PHILADELPHIA, PA — Cabaletta Bio (Nasdaq: CABA) reported new clinical data suggesting its lead CAR-T cell therapy candidate could support regulatory filings in multiple autoimmune diseases, prompting the company to expand development plans beyond myositis to include systemic sclerosis and pediatric indications.
The data, presented at the European Alliance of Associations for Rheumatology Congress in London, showed durable responses across studies of rese-cel, an investigational CD19-directed CAR-T therapy designed to reset the immune system after a single treatment.
The results are particularly significant for Cabaletta because they support potential registrational pathways in diseases with limited treatment options while broadening the commercial opportunity for the therapy across multiple autoimmune conditions.
In dermatomyositis and antisynthetase syndrome, eight of 10 patients in the Phase 1/2 RESET-Myositis study would have met the primary endpoint planned for the registrational cohort, according to the company.
Among dermatomyositis patients, 83% achieved a moderate-to-major improvement score after discontinuing immunomodulatory therapies, and all maintained those responses through follow-up periods extending as long as 18 months.
The first juvenile dermatomyositis patient treated with rese-cel also achieved a moderate response while remaining off immunomodulators, with benefits maintained through 32 weeks of follow-up.
Cabaletta indicated juvenile dermatomyositis is expected to be included in a biologics license application planned for the second half of 2027. The company noted that inclusion of the pediatric indication could make the program eligible for a priority review voucher.
The company also elevated systemic sclerosis to a pivotal development program following data showing continued improvement in skin and lung disease among treated patients.
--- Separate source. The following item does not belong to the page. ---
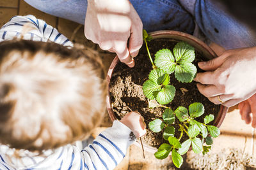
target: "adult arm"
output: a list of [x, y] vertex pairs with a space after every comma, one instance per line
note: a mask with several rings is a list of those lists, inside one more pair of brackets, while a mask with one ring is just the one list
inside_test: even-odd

Based on discussions with the U.S. Food and Drug Administration and Phase 1/2 findings, Cabaletta plans to initiate a registrational study in approximately 25 patients with systemic sclerosis-associated interstitial lung disease during the fourth quarter of 2026.
Patients with lung involvement demonstrated a median 7.5% improvement in predicted forced vital capacity after 36 weeks, while most evaluable patients achieved meaningful improvements on systemic sclerosis response measures.
In lupus, Cabaletta reported early evidence that a preconditioning-free version of the therapy may still achieve the deep B-cell depletion believed to be necessary for an immune reset.
One of the first two lupus patients treated without preconditioning achieved deep B-cell depletion comparable to patients previously treated with standard preconditioning regimens. The second patient experienced approximately 90% reduction in peripheral B cells.
The findings could be commercially important because eliminating preconditioning chemotherapy may simplify treatment and potentially broaden patient eligibility if efficacy is maintained.
Across studies, the company reported generally manageable safety findings. Most patients experienced either no cytokine release syndrome or only Grade 1 events, while immune effector cell-associated neurotoxicity syndrome was uncommon.
Chief Medical Officer David Chang said the data suggest the pivotal myositis study may have a favorable probability of success based on observed response rates.
“Over 80% of the Phase 1/2 dermatomyositis patients would have achieved the pivotal primary endpoint and all five of these patients maintained their response through the latest follow-up as long as 1.5 years,” Chang said.
The company expects to report topline data from its registrational dermatomyositis and antisynthetase syndrome cohort in mid-2027 and plans to continue enrolling patients across multiple autoimmune disease programs.
For investors, the update marks an expansion of Cabaletta’s strategy from testing proof-of-concept in individual autoimmune diseases to pursuing a broader platform approach in which a single CAR-T therapy could potentially address multiple immune-mediated disorders through a one-time treatment.